Fällt es mir leicht immer auf meine Intuition zu hören? Ein klares Nein. Es gibt immer wieder Phasen der Verunsicherung, so wie es sicherlich allen Eltern geht. Und ich hinterfrage mich und mein Verhalten oft. Dennoch bin ich meistens sicher in dem, wie ich erziehe. Und wenn ich es nicht bin, dann tausche ich mich aus. Hole mir Tipps von anderen, höre mir deren Ideen an oder was ihnen geholfen hat, immer mit dem Wissen, dass deren Meinung, deren Umgang nicht meiner sein muss. Dennoch kann es hilfreich sein, sich auszutauschen, sich fachlichen Rat zu holen. Doch wie in vielen Bereichen ist es auch mit der Kindererziehung: ein „One fits all“ passt auch bei Erziehungstipps nicht.
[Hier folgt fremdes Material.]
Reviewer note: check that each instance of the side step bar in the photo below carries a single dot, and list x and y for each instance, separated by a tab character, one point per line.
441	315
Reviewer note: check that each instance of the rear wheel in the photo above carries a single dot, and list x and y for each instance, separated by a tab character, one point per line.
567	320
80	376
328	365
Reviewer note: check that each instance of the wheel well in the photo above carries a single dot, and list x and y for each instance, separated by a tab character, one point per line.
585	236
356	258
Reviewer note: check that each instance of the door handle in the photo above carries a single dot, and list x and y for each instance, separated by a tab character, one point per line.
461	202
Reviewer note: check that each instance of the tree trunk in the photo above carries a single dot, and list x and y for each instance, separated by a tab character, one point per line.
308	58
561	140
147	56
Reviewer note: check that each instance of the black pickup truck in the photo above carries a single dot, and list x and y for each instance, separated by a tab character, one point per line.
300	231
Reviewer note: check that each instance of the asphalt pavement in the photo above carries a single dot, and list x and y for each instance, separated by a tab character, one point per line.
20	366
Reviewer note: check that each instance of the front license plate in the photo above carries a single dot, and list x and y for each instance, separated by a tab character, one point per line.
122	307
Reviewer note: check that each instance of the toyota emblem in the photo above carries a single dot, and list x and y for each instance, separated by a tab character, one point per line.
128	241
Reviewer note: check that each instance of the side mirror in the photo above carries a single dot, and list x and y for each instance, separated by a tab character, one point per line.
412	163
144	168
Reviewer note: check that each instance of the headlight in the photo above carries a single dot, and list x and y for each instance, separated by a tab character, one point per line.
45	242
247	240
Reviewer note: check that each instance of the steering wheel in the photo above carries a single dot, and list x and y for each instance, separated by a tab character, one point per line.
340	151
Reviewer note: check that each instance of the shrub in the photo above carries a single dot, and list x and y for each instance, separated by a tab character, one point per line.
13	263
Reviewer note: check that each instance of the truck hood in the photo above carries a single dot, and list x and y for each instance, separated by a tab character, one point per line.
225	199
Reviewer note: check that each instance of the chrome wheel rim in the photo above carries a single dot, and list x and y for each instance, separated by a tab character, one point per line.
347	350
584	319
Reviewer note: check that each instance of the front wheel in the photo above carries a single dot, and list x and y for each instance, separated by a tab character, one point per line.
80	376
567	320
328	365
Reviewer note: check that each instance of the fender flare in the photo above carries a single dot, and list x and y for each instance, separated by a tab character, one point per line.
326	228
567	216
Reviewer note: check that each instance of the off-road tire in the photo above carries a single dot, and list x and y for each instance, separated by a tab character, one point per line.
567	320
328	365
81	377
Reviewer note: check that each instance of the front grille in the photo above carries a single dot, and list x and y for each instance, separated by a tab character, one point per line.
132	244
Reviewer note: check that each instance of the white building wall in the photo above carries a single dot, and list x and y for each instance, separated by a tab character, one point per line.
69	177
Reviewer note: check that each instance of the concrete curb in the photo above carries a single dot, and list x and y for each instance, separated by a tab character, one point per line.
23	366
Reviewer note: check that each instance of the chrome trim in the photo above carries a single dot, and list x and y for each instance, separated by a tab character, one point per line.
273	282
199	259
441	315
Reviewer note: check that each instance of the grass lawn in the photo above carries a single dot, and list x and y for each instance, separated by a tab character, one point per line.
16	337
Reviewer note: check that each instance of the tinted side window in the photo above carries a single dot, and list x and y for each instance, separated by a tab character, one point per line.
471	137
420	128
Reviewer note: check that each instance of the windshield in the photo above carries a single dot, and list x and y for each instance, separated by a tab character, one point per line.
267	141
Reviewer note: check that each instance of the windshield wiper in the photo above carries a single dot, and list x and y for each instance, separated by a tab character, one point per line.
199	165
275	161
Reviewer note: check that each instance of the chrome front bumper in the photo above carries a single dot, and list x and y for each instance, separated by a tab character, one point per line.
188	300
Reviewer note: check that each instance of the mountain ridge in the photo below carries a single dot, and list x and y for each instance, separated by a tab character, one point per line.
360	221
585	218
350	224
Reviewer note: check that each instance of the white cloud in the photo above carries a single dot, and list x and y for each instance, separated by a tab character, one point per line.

Doch manchmal hilft es schon zu wissen, das ein kindliches Verhalten in bestimmten Altersgruppe oder Lebensphasen normal sein kann. Das Kinder nicht 24/7 dem Verhalten entsprechen können, das die Gesellschaft gerne von ihnen sehen würde.

Ich bin mir zum Beispiel sicher, das meine Kinder (okay vor allem mein Sohn) dem ein oder anderen Lehrer einige Schweißperlen auf die Stirn rufen wird, weil Regeln für ihn nicht da sind, um sie fromm zu befolgen, sondern eher zum verhandeln. Dennoch bin ich weiterhin sicher, dass sein Dickkopf und sein Selbstbewusstsein ihm langfristig hilfreich sein werden.